Another trading day, another down day for prompt month natural gas. That is now 6 out of the last 7 trading days that have seen losses for the December natural gas contract, and yet even with further losses today we have not entirely closed the gap below.
The continued trend recently has been losses almost entirely at the front of the natural gas strip as the weather has offered gradually less support.
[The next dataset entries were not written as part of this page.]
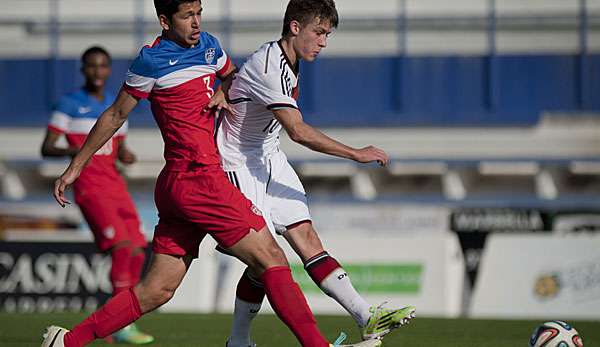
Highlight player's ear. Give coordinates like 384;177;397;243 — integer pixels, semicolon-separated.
290;20;301;36
158;14;171;31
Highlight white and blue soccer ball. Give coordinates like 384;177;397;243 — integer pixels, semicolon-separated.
529;320;583;347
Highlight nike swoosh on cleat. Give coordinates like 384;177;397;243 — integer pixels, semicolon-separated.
380;312;395;320
377;319;392;328
49;329;62;347
169;59;178;65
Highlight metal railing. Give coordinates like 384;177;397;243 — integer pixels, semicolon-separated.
11;0;591;55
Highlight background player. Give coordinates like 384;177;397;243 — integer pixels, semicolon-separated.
42;1;381;347
40;46;154;345
216;1;416;346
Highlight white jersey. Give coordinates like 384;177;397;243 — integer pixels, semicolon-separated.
217;41;299;170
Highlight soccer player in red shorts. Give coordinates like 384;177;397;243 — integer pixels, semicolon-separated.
41;1;379;347
41;46;154;344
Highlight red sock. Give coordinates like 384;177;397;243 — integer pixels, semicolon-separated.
261;266;328;347
64;288;142;347
110;246;132;295
129;249;146;286
304;252;341;284
237;269;265;303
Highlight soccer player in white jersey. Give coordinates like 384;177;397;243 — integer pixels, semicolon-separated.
217;1;416;346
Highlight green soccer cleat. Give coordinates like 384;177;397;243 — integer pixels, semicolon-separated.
112;323;155;345
330;332;382;347
361;304;416;340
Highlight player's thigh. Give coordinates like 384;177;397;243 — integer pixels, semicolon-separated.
225;167;269;212
267;154;311;231
227;167;278;233
157;166;266;249
218;170;286;269
135;252;193;312
139;253;191;290
225;224;288;274
153;170;207;258
77;196;131;251
152;219;207;258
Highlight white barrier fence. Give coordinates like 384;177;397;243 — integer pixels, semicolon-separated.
161;233;465;318
470;233;600;320
4;227;600;319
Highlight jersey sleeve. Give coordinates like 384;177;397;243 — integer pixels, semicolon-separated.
48;97;73;134
246;61;298;110
204;32;231;78
123;48;157;99
216;50;231;78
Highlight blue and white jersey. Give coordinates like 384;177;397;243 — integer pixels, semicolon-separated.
47;88;128;197
48;88;126;137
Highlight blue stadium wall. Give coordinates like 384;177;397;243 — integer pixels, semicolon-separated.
1;54;598;127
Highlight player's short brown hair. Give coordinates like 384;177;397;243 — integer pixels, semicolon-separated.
154;0;199;20
282;0;339;37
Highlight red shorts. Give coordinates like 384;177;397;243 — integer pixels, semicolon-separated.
152;164;266;258
76;191;147;252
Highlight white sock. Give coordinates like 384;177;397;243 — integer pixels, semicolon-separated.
228;297;262;346
318;267;372;327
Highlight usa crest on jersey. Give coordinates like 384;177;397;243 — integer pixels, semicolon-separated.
205;48;215;64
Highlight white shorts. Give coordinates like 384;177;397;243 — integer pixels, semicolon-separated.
224;151;311;234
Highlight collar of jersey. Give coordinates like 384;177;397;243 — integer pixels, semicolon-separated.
160;35;200;51
79;87;108;105
277;39;299;77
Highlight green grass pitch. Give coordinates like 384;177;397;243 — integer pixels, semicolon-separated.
0;312;598;346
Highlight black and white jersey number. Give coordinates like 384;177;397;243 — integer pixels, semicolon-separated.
262;119;280;134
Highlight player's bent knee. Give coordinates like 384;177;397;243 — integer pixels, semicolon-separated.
285;224;325;261
155;287;176;306
135;282;177;312
261;243;289;267
246;243;289;274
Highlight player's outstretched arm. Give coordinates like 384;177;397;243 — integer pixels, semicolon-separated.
273;107;389;166
40;130;79;158
53;89;139;206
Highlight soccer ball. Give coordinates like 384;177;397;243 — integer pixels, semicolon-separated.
529;321;583;347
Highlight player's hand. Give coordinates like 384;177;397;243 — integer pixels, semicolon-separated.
205;89;233;113
118;146;137;165
53;166;80;207
352;146;390;167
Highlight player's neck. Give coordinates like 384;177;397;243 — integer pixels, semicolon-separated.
84;85;105;102
278;38;298;67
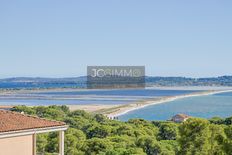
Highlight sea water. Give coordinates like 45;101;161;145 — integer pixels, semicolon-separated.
118;92;232;121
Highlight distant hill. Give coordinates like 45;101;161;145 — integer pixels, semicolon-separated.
0;77;86;83
0;77;86;89
0;76;232;89
146;76;232;86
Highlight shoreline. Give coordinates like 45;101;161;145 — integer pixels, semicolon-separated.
1;87;232;118
105;89;232;118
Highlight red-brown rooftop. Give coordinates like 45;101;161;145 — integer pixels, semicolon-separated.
0;110;66;133
173;114;190;119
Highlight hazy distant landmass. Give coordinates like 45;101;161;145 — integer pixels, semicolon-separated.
146;76;232;87
0;76;232;89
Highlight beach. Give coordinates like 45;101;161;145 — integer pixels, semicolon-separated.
67;104;120;112
103;89;232;118
1;88;232;118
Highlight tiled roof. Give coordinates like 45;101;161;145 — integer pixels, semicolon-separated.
173;114;190;119
0;110;66;133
The result is that in the past week, the March 2018 contract is down almost 9 cents, with the April 2018 contract down less than a cent.
Shown another way, the March/April H/J spread is back to annual lows even as prompt month prices are significantly above where they were the last time H/J was at these levels.
Luckily for natural gas bulls, cash prices have been relatively firm this past week, limiting losses near the front of the strip and keeping the prompt month contract from selling off further in comparison to the rest of the winter strip.
It is this type of analysis down the natural gas strip that we use to determine the role of weather in recent natural gas price action, and clearly the role has been significant as of late. Even today we saw shifting weather model guidance whipsaw prices yet again, as it is clear that heating demand expectations are in charge. For clients today we issued our Weekly Seasonal Report, which goes through our 5-month seasonal forecast to analyze which way GWDDs are likely to trend each month and see which natural gas contracts or spreads would accordingly appear mis-priced.